Smile 3. Facilitates Business
Glass bottom boat owner, Monica Cumberbatch and her Captain Kenrick Marshall certainly agrees with Gilkes. Cumberbatch said that she had to move her business further down the beach because of the erosion, but has been able to move back to the Park, her preferred location, now that the shoreline protection project has been completed. The glass bottom boat takes visitors snorkeling and swimming with the turtles and the thousands of fish in the Marine Park. “ We get most of our bookings online, but we like the atmosphere here at the Park because it has a lot of facilities for our customers so we are very happy with the project. It has made it easy for customers to access the boat anytime of the year. The fish are also very happy. I see some really big chubs (local fish) come on to the rocks and just play and tumble over on the rocks. It has been very good for the area and business,” said Cumberbatch.
Smile 4. Visitors to Barbados are Pleased
Brenda Cooper of Birmingham England said that she has been to the island eight times on vacation. “This is my second time going on the glass bottom boat, last year when I came the project was ongoing and I could see all the damage from the erosion, this year it is just beautiful. I love Barbados, and this project has made coming to Folkestone an even more lovely experience. Cooper loves the island so much that she has tattooed a butterfly with the Barbados flag on her back.

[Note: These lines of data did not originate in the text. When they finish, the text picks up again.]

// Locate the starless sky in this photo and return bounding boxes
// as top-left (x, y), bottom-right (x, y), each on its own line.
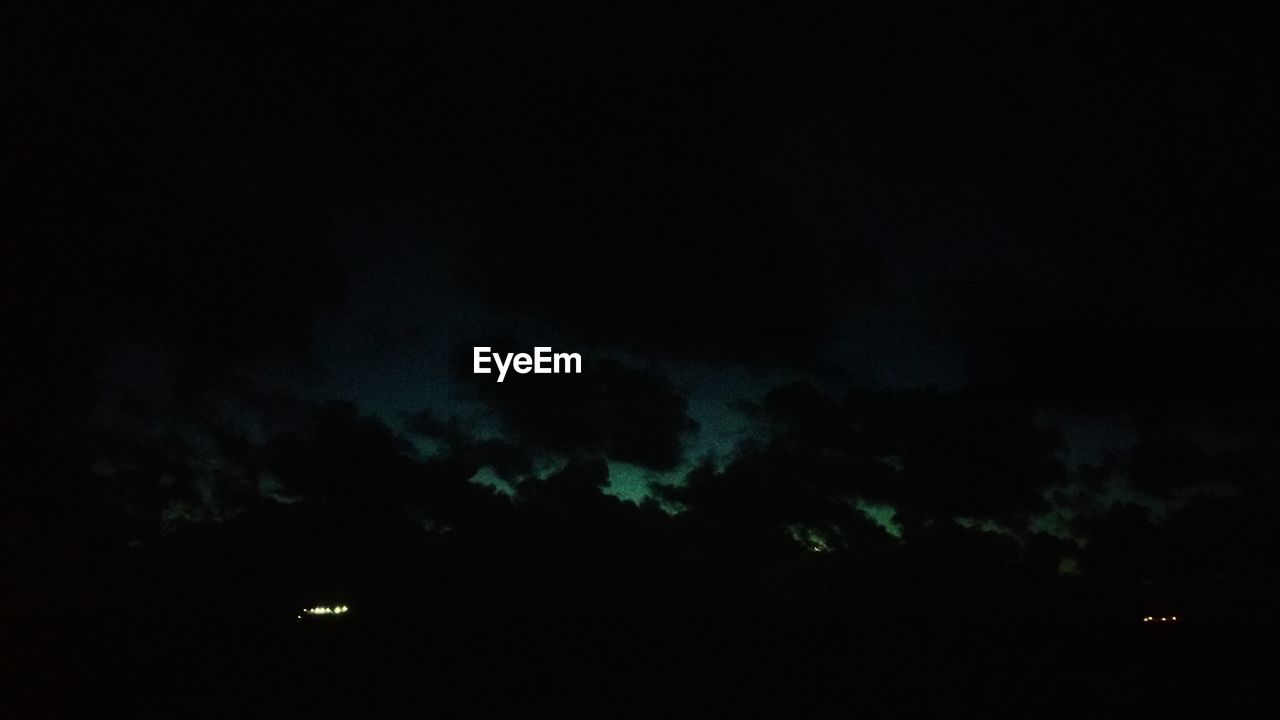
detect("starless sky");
top-left (6, 3), bottom-right (1280, 625)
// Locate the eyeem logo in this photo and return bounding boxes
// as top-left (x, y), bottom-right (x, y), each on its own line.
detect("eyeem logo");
top-left (473, 347), bottom-right (582, 382)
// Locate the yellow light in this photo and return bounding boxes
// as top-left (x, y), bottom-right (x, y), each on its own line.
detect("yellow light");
top-left (300, 604), bottom-right (349, 616)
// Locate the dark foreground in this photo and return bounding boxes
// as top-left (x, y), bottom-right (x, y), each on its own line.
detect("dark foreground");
top-left (5, 614), bottom-right (1275, 716)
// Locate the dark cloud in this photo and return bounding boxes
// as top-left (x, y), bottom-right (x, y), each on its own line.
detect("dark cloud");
top-left (714, 382), bottom-right (1064, 522)
top-left (464, 358), bottom-right (698, 471)
top-left (409, 410), bottom-right (533, 483)
top-left (1073, 476), bottom-right (1280, 621)
top-left (959, 273), bottom-right (1280, 430)
top-left (450, 70), bottom-right (881, 361)
top-left (263, 401), bottom-right (423, 508)
top-left (6, 368), bottom-right (1279, 638)
top-left (1125, 440), bottom-right (1263, 498)
top-left (857, 388), bottom-right (1066, 519)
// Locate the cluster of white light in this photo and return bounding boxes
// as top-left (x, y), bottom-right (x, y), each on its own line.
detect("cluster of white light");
top-left (302, 605), bottom-right (349, 615)
top-left (1142, 615), bottom-right (1177, 622)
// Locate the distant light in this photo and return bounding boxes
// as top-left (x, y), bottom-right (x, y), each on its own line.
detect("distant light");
top-left (302, 605), bottom-right (350, 616)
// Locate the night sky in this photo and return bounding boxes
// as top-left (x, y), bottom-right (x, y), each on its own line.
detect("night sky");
top-left (7, 3), bottom-right (1280, 711)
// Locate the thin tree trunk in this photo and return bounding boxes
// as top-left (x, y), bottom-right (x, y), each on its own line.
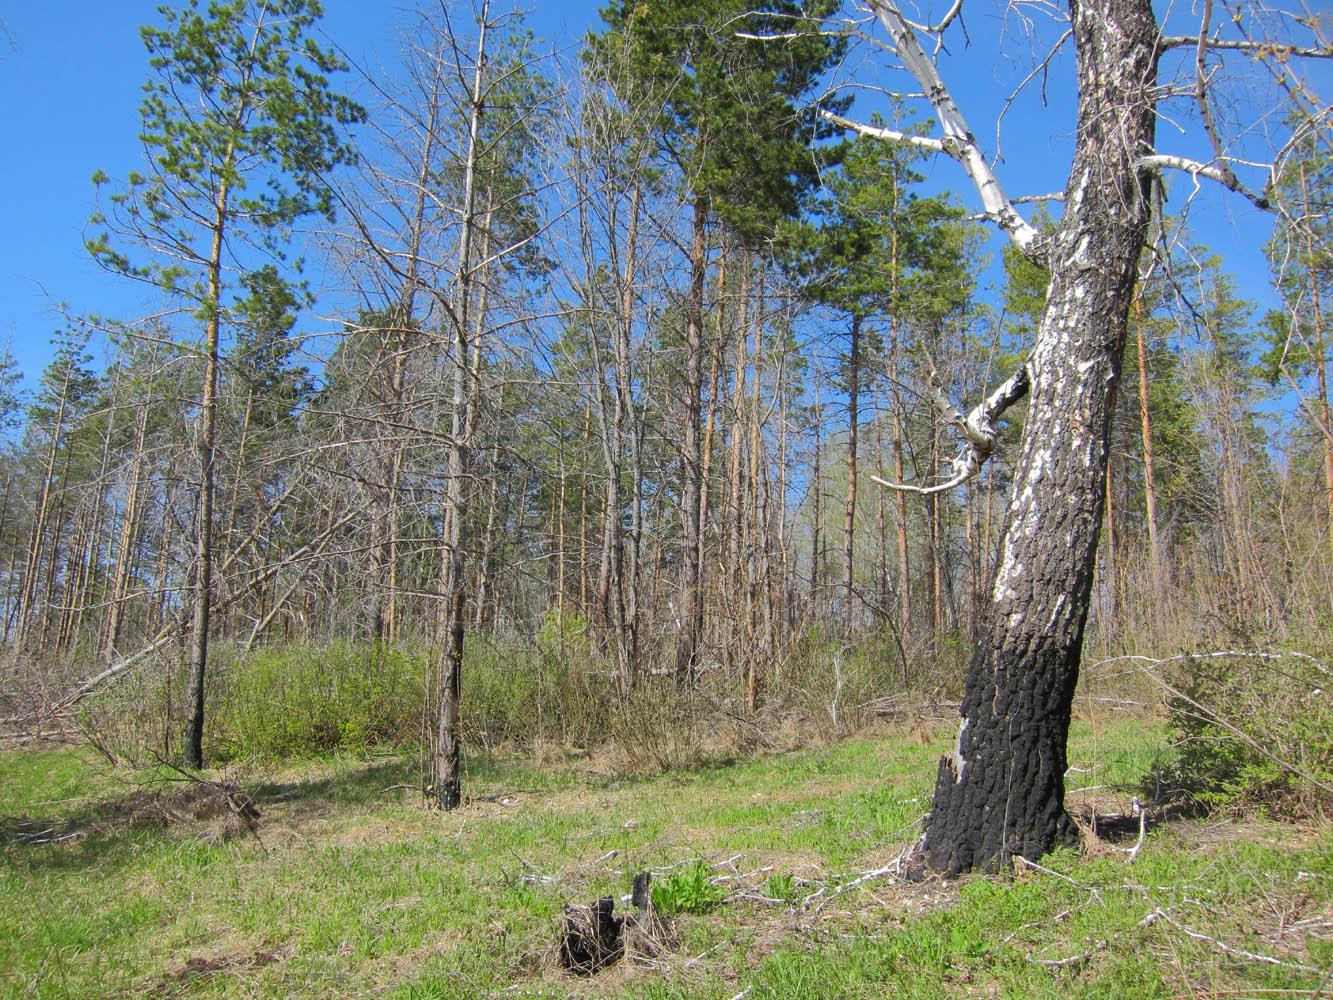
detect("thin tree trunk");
top-left (843, 313), bottom-right (861, 634)
top-left (1299, 163), bottom-right (1333, 563)
top-left (474, 437), bottom-right (502, 633)
top-left (19, 361), bottom-right (74, 647)
top-left (182, 166), bottom-right (230, 769)
top-left (810, 389), bottom-right (822, 622)
top-left (875, 385), bottom-right (889, 619)
top-left (1134, 295), bottom-right (1162, 584)
top-left (579, 393), bottom-right (591, 615)
top-left (698, 245), bottom-right (728, 635)
top-left (746, 292), bottom-right (765, 711)
top-left (433, 6), bottom-right (489, 809)
top-left (675, 195), bottom-right (708, 683)
top-left (106, 397), bottom-right (150, 661)
top-left (890, 346), bottom-right (911, 639)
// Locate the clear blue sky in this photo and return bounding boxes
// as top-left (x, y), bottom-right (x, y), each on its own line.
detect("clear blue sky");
top-left (0, 1), bottom-right (1314, 403)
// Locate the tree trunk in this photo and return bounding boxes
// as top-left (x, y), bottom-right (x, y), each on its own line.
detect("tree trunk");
top-left (432, 4), bottom-right (489, 810)
top-left (922, 0), bottom-right (1157, 874)
top-left (107, 398), bottom-right (151, 662)
top-left (1133, 295), bottom-right (1163, 585)
top-left (888, 344), bottom-right (911, 640)
top-left (842, 313), bottom-right (861, 633)
top-left (19, 360), bottom-right (74, 647)
top-left (183, 169), bottom-right (230, 770)
top-left (674, 195), bottom-right (708, 683)
top-left (810, 389), bottom-right (822, 621)
top-left (1298, 163), bottom-right (1333, 564)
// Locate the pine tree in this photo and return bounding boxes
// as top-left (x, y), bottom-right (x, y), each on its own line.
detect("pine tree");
top-left (88, 0), bottom-right (362, 768)
top-left (590, 0), bottom-right (846, 682)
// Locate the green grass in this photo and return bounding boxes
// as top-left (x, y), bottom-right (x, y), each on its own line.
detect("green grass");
top-left (2, 717), bottom-right (1330, 999)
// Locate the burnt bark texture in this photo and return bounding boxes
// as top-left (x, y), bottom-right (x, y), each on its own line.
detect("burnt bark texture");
top-left (921, 0), bottom-right (1158, 874)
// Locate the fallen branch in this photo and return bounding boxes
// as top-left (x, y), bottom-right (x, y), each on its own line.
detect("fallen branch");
top-left (803, 843), bottom-right (916, 911)
top-left (1145, 908), bottom-right (1321, 973)
top-left (149, 752), bottom-right (267, 855)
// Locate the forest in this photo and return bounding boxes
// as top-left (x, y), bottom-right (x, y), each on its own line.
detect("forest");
top-left (1, 0), bottom-right (1332, 995)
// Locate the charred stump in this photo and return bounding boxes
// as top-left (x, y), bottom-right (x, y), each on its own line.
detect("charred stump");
top-left (556, 873), bottom-right (671, 975)
top-left (558, 896), bottom-right (622, 975)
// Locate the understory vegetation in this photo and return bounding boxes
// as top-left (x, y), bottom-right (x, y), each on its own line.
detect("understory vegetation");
top-left (61, 617), bottom-right (1333, 823)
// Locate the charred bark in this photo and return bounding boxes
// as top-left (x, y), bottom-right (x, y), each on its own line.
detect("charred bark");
top-left (921, 0), bottom-right (1158, 873)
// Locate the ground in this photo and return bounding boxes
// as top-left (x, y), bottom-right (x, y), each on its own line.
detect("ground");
top-left (2, 715), bottom-right (1330, 999)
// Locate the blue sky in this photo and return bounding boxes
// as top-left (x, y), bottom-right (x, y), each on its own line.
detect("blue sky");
top-left (0, 1), bottom-right (1316, 402)
top-left (0, 1), bottom-right (600, 397)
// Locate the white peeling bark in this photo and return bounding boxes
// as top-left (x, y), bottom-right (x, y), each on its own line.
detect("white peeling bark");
top-left (862, 0), bottom-right (1046, 262)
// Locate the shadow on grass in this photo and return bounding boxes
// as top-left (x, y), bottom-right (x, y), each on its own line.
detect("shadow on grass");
top-left (0, 745), bottom-right (568, 871)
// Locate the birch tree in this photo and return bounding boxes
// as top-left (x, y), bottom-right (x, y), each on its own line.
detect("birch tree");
top-left (824, 0), bottom-right (1331, 872)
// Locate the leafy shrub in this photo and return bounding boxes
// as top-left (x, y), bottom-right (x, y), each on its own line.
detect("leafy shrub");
top-left (216, 642), bottom-right (426, 758)
top-left (1156, 649), bottom-right (1332, 816)
top-left (462, 628), bottom-right (618, 751)
top-left (652, 861), bottom-right (725, 916)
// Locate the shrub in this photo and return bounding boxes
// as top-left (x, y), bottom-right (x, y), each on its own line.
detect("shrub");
top-left (1156, 649), bottom-right (1333, 816)
top-left (462, 626), bottom-right (619, 752)
top-left (215, 642), bottom-right (426, 758)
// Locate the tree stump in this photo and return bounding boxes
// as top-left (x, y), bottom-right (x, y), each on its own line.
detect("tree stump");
top-left (558, 895), bottom-right (622, 975)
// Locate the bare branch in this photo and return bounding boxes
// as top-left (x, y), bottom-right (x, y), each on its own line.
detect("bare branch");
top-left (820, 111), bottom-right (946, 152)
top-left (733, 29), bottom-right (843, 41)
top-left (995, 28), bottom-right (1073, 161)
top-left (872, 362), bottom-right (1030, 495)
top-left (965, 191), bottom-right (1063, 221)
top-left (901, 0), bottom-right (964, 36)
top-left (856, 0), bottom-right (1047, 264)
top-left (1157, 35), bottom-right (1333, 59)
top-left (1136, 153), bottom-right (1271, 210)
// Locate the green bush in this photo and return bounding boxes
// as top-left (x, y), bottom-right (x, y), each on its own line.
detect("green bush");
top-left (462, 626), bottom-right (619, 751)
top-left (1157, 649), bottom-right (1333, 816)
top-left (215, 642), bottom-right (426, 758)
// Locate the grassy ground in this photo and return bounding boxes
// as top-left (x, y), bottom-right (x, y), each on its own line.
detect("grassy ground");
top-left (2, 715), bottom-right (1329, 999)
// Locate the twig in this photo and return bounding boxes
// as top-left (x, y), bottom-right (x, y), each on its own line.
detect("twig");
top-left (1146, 908), bottom-right (1320, 972)
top-left (1310, 961), bottom-right (1333, 1000)
top-left (805, 852), bottom-right (908, 912)
top-left (1123, 805), bottom-right (1148, 862)
top-left (1013, 855), bottom-right (1086, 888)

She explained, “B is for Brenda, Butterfly and for Beautiful Barbados.”
About the Shoreline Project
The shoreline protection project forms part of a broader IDB-financed investment program (the Coastal Risk Assessment and Management Program (CRMP)), designed to build resilience to coastal hazards including those related to climate change, through enhanced conservation and management of the coastal zone. The Program focuses on coastal risk assessment, monitoring and management, hazard-resilient coastal infrastructure including pilot ecosystem-based adaptation measures; and institutional sustainability. The CRMP is being implemented by the Coastal Zone Management Unit of the Ministry of Environment and Drainage. It represents the most recent intervention in the more than 30 years of collaboration between the IDB and the Government of Barbados in innovative coastal management.